Advogato: Blog for crhodes

I was going to blog about the fact that using org-mode, referred to in my previous diary entry, made the important but non-urgent tasks more visible. I was going to use sorting out backups for interesting data (say, my e-mail archives) as an example, and discuss the solution I came up with, but I have just realised that the trust model is exactly backwards (my server trusts root on the backup machine). This is annoying, because I thought I'd got it right, and because getting it right would have been equally easy.

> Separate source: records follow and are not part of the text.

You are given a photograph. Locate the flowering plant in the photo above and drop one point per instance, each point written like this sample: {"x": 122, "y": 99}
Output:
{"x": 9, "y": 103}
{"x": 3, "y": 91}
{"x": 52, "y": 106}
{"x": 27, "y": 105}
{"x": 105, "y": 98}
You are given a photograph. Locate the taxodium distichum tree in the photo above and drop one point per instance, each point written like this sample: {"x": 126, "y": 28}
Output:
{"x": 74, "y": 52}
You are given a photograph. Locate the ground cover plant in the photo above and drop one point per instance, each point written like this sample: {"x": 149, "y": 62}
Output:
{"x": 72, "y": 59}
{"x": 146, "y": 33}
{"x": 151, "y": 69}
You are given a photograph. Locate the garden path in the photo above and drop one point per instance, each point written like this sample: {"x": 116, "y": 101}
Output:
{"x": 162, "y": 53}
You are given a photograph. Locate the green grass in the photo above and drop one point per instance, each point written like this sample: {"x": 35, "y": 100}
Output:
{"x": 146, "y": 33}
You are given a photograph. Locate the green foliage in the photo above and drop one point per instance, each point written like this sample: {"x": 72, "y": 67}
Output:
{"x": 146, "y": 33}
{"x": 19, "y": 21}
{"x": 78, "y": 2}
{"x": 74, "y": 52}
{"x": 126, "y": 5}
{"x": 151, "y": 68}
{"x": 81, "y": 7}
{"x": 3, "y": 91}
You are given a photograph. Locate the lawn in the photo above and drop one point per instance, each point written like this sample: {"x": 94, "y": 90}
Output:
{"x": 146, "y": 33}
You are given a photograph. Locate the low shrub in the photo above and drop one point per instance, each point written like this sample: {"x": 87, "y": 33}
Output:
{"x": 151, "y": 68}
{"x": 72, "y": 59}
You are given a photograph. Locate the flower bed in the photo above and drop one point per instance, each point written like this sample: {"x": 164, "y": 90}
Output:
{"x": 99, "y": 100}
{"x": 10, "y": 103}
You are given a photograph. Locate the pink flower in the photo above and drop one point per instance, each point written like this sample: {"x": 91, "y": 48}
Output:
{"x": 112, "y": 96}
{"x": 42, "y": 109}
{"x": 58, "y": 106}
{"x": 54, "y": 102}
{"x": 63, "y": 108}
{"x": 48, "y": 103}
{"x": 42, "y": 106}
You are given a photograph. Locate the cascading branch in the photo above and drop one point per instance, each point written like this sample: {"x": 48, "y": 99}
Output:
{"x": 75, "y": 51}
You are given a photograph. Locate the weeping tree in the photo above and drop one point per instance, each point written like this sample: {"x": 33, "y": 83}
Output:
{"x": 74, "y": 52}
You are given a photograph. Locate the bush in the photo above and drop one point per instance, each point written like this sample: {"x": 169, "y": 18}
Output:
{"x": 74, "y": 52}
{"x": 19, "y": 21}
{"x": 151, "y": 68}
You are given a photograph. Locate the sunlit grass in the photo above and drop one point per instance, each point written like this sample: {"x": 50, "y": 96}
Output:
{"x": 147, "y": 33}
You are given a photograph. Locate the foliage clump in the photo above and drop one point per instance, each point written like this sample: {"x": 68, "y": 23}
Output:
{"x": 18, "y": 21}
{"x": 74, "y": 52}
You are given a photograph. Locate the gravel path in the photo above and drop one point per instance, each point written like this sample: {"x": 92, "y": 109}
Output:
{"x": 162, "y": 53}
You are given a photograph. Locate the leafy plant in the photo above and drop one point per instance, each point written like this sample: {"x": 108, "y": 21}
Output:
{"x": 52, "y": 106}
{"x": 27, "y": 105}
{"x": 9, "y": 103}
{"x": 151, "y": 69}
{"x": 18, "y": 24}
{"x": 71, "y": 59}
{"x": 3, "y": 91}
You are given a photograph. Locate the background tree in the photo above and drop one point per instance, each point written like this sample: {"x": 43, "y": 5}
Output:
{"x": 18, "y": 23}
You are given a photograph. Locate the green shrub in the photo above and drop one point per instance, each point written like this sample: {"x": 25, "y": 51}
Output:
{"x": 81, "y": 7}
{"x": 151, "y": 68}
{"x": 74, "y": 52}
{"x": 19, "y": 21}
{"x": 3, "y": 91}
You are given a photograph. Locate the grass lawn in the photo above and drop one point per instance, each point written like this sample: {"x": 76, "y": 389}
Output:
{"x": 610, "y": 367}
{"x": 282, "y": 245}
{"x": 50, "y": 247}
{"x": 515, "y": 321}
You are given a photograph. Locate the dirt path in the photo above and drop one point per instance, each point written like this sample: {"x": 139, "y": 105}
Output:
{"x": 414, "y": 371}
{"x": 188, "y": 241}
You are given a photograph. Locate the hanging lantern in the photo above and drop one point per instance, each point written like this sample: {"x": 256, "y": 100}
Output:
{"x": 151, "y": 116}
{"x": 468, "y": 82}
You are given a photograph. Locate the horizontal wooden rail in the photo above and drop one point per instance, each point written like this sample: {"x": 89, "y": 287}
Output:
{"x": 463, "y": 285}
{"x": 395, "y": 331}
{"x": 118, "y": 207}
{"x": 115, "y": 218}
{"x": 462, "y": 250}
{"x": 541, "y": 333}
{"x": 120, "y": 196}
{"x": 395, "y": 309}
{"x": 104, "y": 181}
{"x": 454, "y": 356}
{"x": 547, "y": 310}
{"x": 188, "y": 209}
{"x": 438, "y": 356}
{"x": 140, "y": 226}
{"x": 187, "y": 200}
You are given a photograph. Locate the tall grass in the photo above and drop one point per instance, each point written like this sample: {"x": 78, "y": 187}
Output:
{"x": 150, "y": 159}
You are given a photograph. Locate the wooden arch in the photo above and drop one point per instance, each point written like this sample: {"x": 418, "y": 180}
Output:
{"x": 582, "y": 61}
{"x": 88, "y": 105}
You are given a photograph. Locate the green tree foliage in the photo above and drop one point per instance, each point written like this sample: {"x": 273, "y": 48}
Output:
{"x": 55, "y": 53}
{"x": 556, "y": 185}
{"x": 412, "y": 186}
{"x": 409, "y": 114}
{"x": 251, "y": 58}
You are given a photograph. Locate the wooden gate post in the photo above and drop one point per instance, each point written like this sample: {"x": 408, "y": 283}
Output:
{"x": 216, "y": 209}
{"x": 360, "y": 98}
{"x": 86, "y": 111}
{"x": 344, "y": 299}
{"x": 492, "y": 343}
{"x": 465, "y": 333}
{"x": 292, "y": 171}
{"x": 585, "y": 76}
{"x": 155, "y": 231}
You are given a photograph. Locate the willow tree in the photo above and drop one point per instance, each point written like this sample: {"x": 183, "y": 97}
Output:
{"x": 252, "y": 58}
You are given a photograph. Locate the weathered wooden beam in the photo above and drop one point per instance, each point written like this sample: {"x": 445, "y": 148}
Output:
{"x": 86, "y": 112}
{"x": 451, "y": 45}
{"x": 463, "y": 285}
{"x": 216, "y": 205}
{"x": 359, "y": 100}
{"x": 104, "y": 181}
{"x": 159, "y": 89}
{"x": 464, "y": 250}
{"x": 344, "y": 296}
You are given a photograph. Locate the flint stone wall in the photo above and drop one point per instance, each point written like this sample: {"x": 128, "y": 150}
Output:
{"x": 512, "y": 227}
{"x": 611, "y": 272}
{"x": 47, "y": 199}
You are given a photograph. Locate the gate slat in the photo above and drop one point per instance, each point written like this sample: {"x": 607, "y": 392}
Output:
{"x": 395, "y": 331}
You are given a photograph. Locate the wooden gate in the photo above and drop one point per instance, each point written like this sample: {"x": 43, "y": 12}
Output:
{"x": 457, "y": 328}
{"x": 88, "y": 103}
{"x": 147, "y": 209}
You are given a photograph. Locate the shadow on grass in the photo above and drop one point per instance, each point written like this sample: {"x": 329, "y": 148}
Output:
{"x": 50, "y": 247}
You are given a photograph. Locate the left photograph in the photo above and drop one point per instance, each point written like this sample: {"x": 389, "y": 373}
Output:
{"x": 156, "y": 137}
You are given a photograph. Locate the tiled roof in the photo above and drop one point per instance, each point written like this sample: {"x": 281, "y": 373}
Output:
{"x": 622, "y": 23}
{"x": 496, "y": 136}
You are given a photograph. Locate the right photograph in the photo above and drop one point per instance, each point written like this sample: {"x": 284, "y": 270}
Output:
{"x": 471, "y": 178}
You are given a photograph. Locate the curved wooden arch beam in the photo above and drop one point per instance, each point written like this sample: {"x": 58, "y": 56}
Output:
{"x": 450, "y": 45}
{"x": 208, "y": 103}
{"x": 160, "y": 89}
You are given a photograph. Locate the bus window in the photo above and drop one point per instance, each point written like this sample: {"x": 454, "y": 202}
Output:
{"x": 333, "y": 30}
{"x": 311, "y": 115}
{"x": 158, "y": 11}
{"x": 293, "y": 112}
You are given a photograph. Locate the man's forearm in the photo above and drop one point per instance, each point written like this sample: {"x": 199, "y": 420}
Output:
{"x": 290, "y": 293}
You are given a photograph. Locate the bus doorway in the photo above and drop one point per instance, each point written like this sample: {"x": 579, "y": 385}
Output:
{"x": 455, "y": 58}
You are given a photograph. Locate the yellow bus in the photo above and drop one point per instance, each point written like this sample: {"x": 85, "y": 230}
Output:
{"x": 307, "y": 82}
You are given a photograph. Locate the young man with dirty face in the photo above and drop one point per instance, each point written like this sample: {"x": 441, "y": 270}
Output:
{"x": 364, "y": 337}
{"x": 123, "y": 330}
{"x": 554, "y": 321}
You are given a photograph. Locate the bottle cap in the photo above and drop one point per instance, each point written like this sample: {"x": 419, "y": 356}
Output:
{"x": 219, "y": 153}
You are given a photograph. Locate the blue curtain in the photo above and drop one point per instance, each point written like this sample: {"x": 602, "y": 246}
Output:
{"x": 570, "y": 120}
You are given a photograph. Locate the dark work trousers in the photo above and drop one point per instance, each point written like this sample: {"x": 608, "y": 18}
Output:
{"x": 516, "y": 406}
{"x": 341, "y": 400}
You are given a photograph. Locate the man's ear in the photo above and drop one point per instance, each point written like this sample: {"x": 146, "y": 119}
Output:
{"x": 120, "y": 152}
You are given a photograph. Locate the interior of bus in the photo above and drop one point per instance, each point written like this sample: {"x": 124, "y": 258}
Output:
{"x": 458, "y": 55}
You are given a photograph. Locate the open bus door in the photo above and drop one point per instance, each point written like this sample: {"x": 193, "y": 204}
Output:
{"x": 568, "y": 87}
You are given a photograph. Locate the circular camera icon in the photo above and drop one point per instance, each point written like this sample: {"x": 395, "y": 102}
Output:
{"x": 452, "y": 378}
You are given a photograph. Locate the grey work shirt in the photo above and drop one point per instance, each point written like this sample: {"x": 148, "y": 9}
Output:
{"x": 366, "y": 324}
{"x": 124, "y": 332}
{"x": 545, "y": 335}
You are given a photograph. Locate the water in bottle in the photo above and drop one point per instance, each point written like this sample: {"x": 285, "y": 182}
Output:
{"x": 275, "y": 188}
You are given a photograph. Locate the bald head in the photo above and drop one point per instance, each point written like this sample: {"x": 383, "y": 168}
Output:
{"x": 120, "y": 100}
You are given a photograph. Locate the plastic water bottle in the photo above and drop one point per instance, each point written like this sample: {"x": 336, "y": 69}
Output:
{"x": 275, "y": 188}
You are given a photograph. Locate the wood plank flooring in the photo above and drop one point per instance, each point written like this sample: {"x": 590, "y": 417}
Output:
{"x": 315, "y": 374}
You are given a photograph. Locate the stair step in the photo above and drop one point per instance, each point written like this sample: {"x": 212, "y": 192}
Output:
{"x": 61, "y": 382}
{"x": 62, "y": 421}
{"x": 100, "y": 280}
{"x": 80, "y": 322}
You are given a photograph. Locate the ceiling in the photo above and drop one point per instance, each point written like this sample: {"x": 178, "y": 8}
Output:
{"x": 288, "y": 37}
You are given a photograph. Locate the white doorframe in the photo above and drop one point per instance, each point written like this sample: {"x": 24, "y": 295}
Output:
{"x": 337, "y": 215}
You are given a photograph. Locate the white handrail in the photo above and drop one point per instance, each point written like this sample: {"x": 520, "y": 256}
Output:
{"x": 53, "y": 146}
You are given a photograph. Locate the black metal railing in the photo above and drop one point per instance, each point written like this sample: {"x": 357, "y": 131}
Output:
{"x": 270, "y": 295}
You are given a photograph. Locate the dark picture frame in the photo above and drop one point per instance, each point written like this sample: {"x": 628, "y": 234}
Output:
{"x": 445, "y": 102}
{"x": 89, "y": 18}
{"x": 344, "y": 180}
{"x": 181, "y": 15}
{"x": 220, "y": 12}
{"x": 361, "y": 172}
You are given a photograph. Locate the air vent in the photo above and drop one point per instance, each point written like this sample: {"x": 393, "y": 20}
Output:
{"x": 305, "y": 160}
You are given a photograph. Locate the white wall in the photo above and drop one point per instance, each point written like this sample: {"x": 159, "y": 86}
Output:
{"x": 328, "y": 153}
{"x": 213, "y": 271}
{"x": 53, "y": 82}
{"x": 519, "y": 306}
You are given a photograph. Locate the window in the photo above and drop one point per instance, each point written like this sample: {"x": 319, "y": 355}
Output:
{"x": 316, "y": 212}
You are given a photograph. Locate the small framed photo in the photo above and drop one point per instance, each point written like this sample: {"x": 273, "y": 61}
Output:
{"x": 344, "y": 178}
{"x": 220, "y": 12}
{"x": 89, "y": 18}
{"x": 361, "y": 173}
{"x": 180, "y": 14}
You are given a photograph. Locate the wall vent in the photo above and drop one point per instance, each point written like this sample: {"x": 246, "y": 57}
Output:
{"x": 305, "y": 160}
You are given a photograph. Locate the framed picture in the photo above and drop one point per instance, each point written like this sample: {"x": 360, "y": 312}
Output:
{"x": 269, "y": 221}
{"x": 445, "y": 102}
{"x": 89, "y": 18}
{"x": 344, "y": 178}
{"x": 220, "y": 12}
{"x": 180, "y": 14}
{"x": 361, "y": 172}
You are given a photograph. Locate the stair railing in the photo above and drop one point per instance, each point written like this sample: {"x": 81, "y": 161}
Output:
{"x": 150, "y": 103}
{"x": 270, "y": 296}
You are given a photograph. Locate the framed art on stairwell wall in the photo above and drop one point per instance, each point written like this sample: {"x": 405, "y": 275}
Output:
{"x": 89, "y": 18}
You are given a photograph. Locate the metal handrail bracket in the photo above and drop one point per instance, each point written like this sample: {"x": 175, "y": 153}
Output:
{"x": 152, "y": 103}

Oh well. So, instead, I'll return sorting out backups to the TODO (or maybe STARTED) state, and (prompted by some recent discussion on #lisp IRC) I'll blog about SBCL's interpretation of Unicode characters, with the up-front caveat that I'm Not An Expert in this languages, glyphs, graphemes, characters and all that jazz.

Common Lisp's string type is defined to be a vector specialized to hold only characters or a subtype thereof. This definition is already hard to wrap your head around, and has amusing consequences documented here in the past, but I don't want to get into it too much; merely to say that already this definition restricts to a fairly large extent the possible implementation strategies for supporting Unicode.

Why so? Because in Unicode there are several notions of ‘character’, and we have to decide which of them we're going to use as our Lisp character type (and use as string constituents). The simple answer from the implementation point of view (and the route that SBCL currently takes) is to define a Lisp character as an entity corresponding directly to a Unicode code point. This is simple and straightforward to implement, but unfortunately has the side effect of making various Common Lisp string functions less useful to the user.

How so? Well, consider the string comparison functions, such as string=. As specified, string= compares two strings, character by character. In SBCL, then, this compares two sequences of Unicode code points, character by character, for equality. The problem is that this operation doesn't in general have the semantics of ‘string equality’, because in Unicode there is more than one way to encode the same abstract character: for example, the e-acute ‘abstract character’, or possibly ‘grapheme’, e-acute (which is usually displayed ‘é’) can be represented either as the single code point U+00E9, or as the combining character sequence U+0065 U+0301.

So, that's OK; the Unicode FAQ on Combining Marks says that characters and combining character sequences are different, and even implies that programmers should be dealing with Unicode code points (SBCL characters). Unfortunately, Lisp has been around for longer than Unicode, and code has been written essentially assuming that string= performs a language-string equality comparison rather than a codepoint-by-codepoint equality comparison, simply because (pre-Unicode) these two concepts were conflated.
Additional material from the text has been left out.